03.12.2004

Rindvieh und Arbeitsdienst

Um 1960 fuhren noch richtige Personenzüge mit Dampfloks durch das Ferndorftal. (WR-Repro)

Kreuztal-Ferndorf. Der Heimatverein Ferndorf stellt sein zweites Buch zur Dorfgeschichte vor - wieder eine Sammlung von Aufsätzen über Wissenswertes aus der Geschichte Ferndorfs. Den ersten Themenschwerpunkts setzt Dr. Harald Hockamp mit seinem Beitrag über das Reicharbeitsdienstlager. Der "Freiwillige Arbeitsdienst" als Mittel zur Bekämpfung der Massenarbeitslosigkeit war noch per Notverordnung in der Weimarer Republik entstanden und baute auf einer regelrechten Arbeitslagerbewegung auf - auch das Freibad und die Jugendherberge in Ferndorf waren Ergebnisse heute wohl so genannter "Workcamps" von Jugendlichen. 1927 schon gab es in Ferndorf erste Überlegungen zu einem Arbeitsdienstlager, 1934 schließlich wurde mit dem Bau in Irlenhecken unterhalb der heutigen Kindelsbergstraße begonnen. Die Nazis machten den "Reicharbeitsdienst" zur Pflicht.

Auch ein dritter Band wird kommen

Dr. Hockamp hat nicht nur in Archiven recherchiert, sondern auch Zeitzeugen befragen können, hat einiges über den alltäglichen Ablauf in der schließlich quasi-militärischen Einrichtung erfahren. Dass mancher positive Erinnerungen an seine eigene Zeit im Arbeitsdienst behalten hat, bewertet der Chronist distanziert. Es dürfe "nicht übersehen werden, dass der Reichsarbeitsdienst ein möglicherweise kleines, aber durchaus wichtiges Rädchen im Militärgetriebe der Nationalsozialisten und damit auch mitverantwortlich war für die Gräuel und die Barbarei, die die Nationalsozialisten über die Welt brachten."

Die Beiträge zur Ferndorfer Ortsgeschichte entstehen in einer Arbeitsgruppe, die sich regelmäßig trifft und die auch schon Themen für einen dritten Band gesammelt hat.

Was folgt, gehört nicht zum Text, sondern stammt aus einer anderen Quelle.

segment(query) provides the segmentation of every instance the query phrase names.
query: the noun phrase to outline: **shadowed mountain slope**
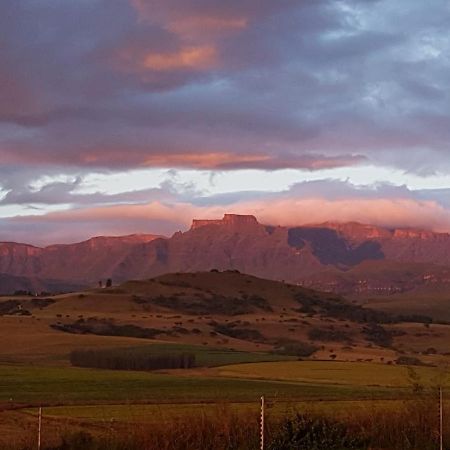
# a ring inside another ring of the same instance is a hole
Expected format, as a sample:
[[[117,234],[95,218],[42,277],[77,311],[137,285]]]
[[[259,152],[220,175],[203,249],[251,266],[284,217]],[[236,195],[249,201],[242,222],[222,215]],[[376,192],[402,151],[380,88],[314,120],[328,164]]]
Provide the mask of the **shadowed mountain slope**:
[[[190,230],[171,238],[99,237],[46,248],[0,243],[0,273],[91,286],[109,277],[121,282],[216,268],[373,294],[450,284],[448,267],[448,234],[358,223],[270,226],[235,214],[194,220]]]

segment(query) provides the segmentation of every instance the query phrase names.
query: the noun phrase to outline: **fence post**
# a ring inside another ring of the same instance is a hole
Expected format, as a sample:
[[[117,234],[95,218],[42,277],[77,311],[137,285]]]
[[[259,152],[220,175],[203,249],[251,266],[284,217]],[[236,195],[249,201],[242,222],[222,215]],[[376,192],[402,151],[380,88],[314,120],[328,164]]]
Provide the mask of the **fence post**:
[[[38,450],[41,450],[41,432],[42,432],[42,406],[39,407],[39,414],[38,414]]]
[[[264,396],[261,397],[261,429],[260,429],[260,438],[261,438],[261,450],[264,450]]]
[[[444,410],[442,404],[442,386],[439,386],[439,448],[444,450]]]

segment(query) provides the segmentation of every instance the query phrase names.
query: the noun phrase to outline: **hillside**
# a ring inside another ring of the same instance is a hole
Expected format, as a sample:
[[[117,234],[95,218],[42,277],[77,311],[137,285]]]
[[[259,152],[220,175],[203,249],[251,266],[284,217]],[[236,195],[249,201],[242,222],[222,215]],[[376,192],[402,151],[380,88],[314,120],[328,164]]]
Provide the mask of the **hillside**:
[[[450,326],[429,322],[235,271],[176,273],[50,298],[3,298],[0,354],[3,361],[67,361],[79,348],[158,341],[314,359],[391,364],[409,355],[433,362],[448,351]]]

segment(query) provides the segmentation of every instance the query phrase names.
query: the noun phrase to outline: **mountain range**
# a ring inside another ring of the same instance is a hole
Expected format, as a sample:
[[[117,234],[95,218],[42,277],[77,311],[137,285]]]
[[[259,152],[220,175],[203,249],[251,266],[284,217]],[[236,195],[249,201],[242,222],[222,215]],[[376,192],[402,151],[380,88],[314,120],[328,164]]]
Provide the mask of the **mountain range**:
[[[346,295],[450,286],[450,235],[327,222],[284,227],[254,216],[194,220],[170,238],[95,237],[36,247],[0,242],[0,293],[61,292],[171,272],[238,270]]]

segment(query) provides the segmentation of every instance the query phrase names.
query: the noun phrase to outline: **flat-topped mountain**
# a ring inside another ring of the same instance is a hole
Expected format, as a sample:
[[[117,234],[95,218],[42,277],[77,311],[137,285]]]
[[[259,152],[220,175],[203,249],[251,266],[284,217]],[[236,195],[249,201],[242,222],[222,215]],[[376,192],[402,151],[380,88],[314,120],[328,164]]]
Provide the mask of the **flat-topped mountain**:
[[[170,238],[97,237],[38,248],[0,243],[0,273],[95,286],[170,272],[239,270],[346,294],[392,294],[450,285],[450,235],[360,223],[298,227],[252,215],[194,220]],[[5,292],[1,288],[0,292]]]
[[[251,228],[258,224],[255,216],[242,214],[225,214],[222,219],[194,219],[191,230],[208,225],[219,225],[227,227]]]

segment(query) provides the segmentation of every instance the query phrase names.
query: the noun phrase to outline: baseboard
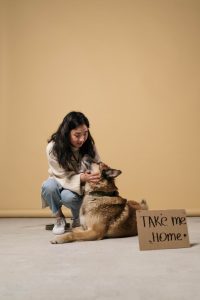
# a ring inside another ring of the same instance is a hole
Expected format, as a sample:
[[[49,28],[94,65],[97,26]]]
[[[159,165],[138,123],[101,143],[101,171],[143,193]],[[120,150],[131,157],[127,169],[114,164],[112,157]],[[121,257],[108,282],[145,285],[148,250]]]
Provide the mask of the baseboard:
[[[65,217],[71,217],[71,212],[67,208],[62,209]],[[16,209],[0,210],[0,218],[51,218],[52,213],[49,209]]]
[[[71,212],[63,208],[65,217],[71,217]],[[200,209],[186,209],[188,217],[200,217]],[[19,210],[0,210],[0,218],[51,218],[49,209],[19,209]]]
[[[200,209],[186,209],[187,217],[200,217]]]

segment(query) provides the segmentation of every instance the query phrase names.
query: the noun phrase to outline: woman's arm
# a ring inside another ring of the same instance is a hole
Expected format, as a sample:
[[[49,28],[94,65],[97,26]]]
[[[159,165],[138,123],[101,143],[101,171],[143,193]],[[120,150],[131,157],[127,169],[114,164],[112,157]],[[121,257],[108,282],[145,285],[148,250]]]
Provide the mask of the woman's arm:
[[[75,171],[65,171],[58,163],[57,158],[52,153],[53,142],[47,145],[46,153],[48,160],[48,173],[50,177],[55,178],[63,188],[69,189],[79,195],[82,194],[81,174]]]

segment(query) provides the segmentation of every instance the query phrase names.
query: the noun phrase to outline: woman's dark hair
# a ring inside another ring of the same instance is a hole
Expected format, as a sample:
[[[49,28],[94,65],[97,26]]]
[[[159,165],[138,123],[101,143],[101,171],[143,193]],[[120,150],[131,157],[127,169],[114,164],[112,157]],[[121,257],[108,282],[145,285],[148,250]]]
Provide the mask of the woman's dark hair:
[[[70,161],[73,156],[71,143],[70,143],[70,131],[80,125],[86,125],[90,127],[89,121],[86,116],[81,112],[72,111],[68,113],[57,131],[52,134],[48,143],[53,141],[53,154],[57,157],[58,163],[63,169],[70,169]],[[94,152],[94,140],[88,130],[88,138],[79,149],[82,156],[88,154],[90,157],[95,157]]]

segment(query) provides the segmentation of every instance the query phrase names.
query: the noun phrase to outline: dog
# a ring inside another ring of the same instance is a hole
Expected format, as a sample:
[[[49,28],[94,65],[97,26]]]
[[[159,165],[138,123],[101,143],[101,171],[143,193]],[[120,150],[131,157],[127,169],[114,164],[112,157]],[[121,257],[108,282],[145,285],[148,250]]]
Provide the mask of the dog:
[[[86,183],[80,208],[81,227],[56,236],[51,243],[62,244],[74,241],[93,241],[104,238],[120,238],[137,235],[136,210],[148,209],[143,200],[138,203],[119,196],[115,178],[120,170],[111,169],[104,163],[87,159],[82,171],[99,172],[97,183]]]

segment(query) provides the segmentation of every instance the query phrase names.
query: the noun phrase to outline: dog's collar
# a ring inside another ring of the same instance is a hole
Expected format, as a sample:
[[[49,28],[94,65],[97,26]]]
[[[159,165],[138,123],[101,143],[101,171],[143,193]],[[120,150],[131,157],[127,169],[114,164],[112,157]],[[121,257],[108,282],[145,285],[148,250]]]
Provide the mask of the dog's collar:
[[[117,197],[119,196],[119,193],[117,191],[114,192],[93,191],[93,192],[89,192],[88,195],[99,196],[99,197],[103,197],[103,196]]]

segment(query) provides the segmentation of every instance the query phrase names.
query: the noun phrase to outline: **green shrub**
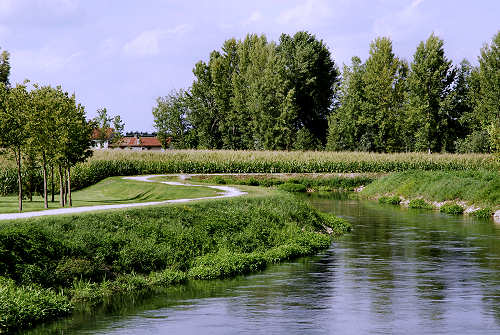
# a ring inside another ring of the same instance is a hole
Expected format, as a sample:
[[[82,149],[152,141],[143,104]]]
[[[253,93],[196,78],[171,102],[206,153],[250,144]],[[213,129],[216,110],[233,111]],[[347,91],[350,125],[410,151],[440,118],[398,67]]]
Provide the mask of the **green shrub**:
[[[444,204],[439,208],[439,211],[441,213],[446,213],[446,214],[452,214],[452,215],[458,215],[462,214],[464,212],[464,208],[460,205],[457,204]]]
[[[284,183],[278,186],[278,189],[287,192],[306,192],[307,188],[302,184]]]
[[[17,286],[13,280],[0,277],[0,332],[31,327],[71,310],[68,299],[52,289]]]
[[[426,202],[424,199],[421,198],[410,200],[408,207],[421,208],[421,209],[434,209],[434,206],[432,206],[430,203]]]
[[[481,208],[475,210],[471,214],[480,219],[491,219],[491,216],[493,215],[493,210],[490,207]]]
[[[381,204],[399,205],[399,203],[401,202],[401,199],[397,195],[394,195],[391,197],[383,196],[383,197],[380,197],[378,199],[378,202]]]

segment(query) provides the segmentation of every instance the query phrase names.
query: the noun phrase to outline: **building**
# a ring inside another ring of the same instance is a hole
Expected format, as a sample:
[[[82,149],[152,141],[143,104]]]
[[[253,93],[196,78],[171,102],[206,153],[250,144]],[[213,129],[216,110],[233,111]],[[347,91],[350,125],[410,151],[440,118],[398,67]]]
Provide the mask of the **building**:
[[[142,151],[142,150],[163,151],[161,142],[158,139],[158,137],[139,136],[138,134],[134,136],[122,137],[117,143],[109,145],[109,148],[121,149],[121,150],[134,150],[134,151]]]
[[[105,138],[106,140],[99,139],[101,136],[101,129],[95,128],[92,131],[92,148],[94,149],[107,149],[109,146],[109,141],[113,138],[113,128],[106,129]]]

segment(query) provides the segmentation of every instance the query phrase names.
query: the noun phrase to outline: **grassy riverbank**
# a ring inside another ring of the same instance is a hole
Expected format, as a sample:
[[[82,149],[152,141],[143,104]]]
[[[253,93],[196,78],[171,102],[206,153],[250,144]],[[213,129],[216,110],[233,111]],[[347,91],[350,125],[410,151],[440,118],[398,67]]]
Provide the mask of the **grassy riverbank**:
[[[404,198],[410,201],[410,207],[416,208],[438,207],[447,202],[489,208],[492,212],[500,209],[500,173],[484,170],[391,173],[368,184],[361,196],[385,197],[382,201],[394,204]]]
[[[348,227],[285,194],[1,222],[0,329],[119,292],[260,270]]]

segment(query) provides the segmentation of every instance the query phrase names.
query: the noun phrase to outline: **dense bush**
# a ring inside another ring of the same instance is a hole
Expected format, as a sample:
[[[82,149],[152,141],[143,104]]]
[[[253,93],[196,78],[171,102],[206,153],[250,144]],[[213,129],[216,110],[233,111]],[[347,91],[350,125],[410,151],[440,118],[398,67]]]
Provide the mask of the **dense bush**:
[[[391,197],[383,196],[383,197],[378,198],[378,202],[381,204],[399,205],[399,203],[401,202],[401,199],[397,195],[394,195]]]
[[[472,215],[481,219],[491,219],[493,215],[493,210],[490,207],[481,208],[472,212]]]
[[[0,276],[0,333],[30,327],[70,313],[68,298],[36,285],[18,286]]]
[[[439,211],[441,213],[458,215],[464,212],[464,208],[457,204],[444,204],[443,206],[439,207]]]
[[[287,192],[306,192],[307,188],[302,184],[294,184],[294,183],[284,183],[278,186],[278,188],[282,191]]]
[[[421,209],[434,209],[430,203],[426,202],[424,199],[412,199],[408,204],[409,208],[421,208]]]

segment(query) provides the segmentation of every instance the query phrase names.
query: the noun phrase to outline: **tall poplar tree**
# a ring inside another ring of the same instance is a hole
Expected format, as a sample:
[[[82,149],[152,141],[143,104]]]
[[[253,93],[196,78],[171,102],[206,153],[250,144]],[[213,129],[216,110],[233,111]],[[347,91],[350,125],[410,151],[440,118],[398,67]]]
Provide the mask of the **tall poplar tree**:
[[[420,42],[413,56],[408,76],[409,127],[415,134],[417,151],[439,152],[446,130],[443,102],[451,90],[455,70],[444,53],[443,40],[431,34]]]
[[[401,88],[406,74],[405,63],[394,55],[389,38],[378,37],[370,43],[363,73],[363,121],[366,133],[373,136],[374,151],[393,152],[402,147],[398,119],[403,117]]]
[[[488,131],[492,150],[500,152],[500,31],[481,49],[479,85],[480,98],[474,112]]]
[[[371,148],[371,141],[366,141],[368,129],[363,118],[366,110],[364,73],[365,65],[359,57],[352,57],[351,66],[344,65],[338,96],[340,106],[328,118],[327,150],[366,151]]]

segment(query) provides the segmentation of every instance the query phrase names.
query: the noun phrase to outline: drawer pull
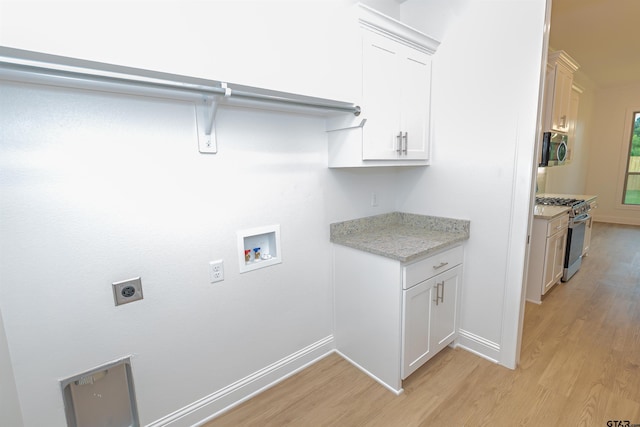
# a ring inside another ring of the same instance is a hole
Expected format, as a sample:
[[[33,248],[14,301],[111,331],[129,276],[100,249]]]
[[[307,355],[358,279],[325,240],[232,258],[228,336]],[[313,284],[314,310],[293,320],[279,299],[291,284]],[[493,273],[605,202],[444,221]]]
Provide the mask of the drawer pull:
[[[448,265],[448,264],[449,264],[448,262],[442,261],[440,264],[434,265],[433,269],[437,270],[437,269],[442,268],[442,267],[444,267],[445,265]]]

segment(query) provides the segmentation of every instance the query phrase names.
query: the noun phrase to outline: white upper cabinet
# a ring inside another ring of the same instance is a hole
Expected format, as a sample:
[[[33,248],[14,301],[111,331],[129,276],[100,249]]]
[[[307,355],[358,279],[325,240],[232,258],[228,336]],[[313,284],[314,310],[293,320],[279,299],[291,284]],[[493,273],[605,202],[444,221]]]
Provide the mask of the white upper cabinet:
[[[358,5],[362,114],[328,127],[329,167],[429,164],[431,59],[439,42]]]
[[[427,160],[430,56],[369,31],[362,55],[363,160]]]
[[[575,84],[571,89],[571,102],[569,105],[569,126],[567,133],[569,134],[569,142],[567,143],[567,159],[565,164],[573,160],[576,148],[576,126],[578,125],[578,107],[580,106],[580,94],[582,89]]]
[[[571,87],[578,63],[566,52],[552,52],[547,60],[545,131],[569,132]]]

Wie groß das noch aufzuarbeitende Spektrum ist, zeigt nach dem ersten nun auch der zweite Band der "Ferndorfer Dorfchronik", die ihren - was die historische Einordnung von Krieg und Nazi-Regime angeht - eher unseligen Vorgänger von 1967 bald vergessen lässt.

Geschichte bis in die Gegenwart

So berichtet Fritz Hein über den Festumzug zum Jubiläum des Ferndorfer Rindvieh-Versicherungsvereins von 1936, Katrin Stein schreibt die Geschichte des Segelfliegens und damit auch des Fliegerheims in Ferndorf. Werner Schäfer beschreibt die beiden Waldlehrpfade und führt mit dem Waldschadenslehrpfad auch schon direkt in die Gegenwart. Der pensionierte Förster Kurt Görzel schildert am Beispiel der Ferndorfer Waldgenossenschaft, wie der Niederwald ("Hauberg") in Hochwald umgeformt wurde. Über die Eisenbahn in Ferndorf und den Bahnhof, der übrigens baugleich mit dem in Vormwald ist, hat Dietmar Stahlschmidt geforscht. Erhard Krämer gibt einen Bericht über die christliche Missionierung Ferndorfs und die Geschichte der Kirche. Der letzte Aufsatz des Bandes ist ein Porträt des Neubaugebietes Rennwiese.

Das fest gebundene Buch hat 333 Seiten und viele, zum Teil farbige Bilder. Es kostet 32 E und ist erhältlich im örtlichen Buchhandel sowie im Rewe-Markt Stenger.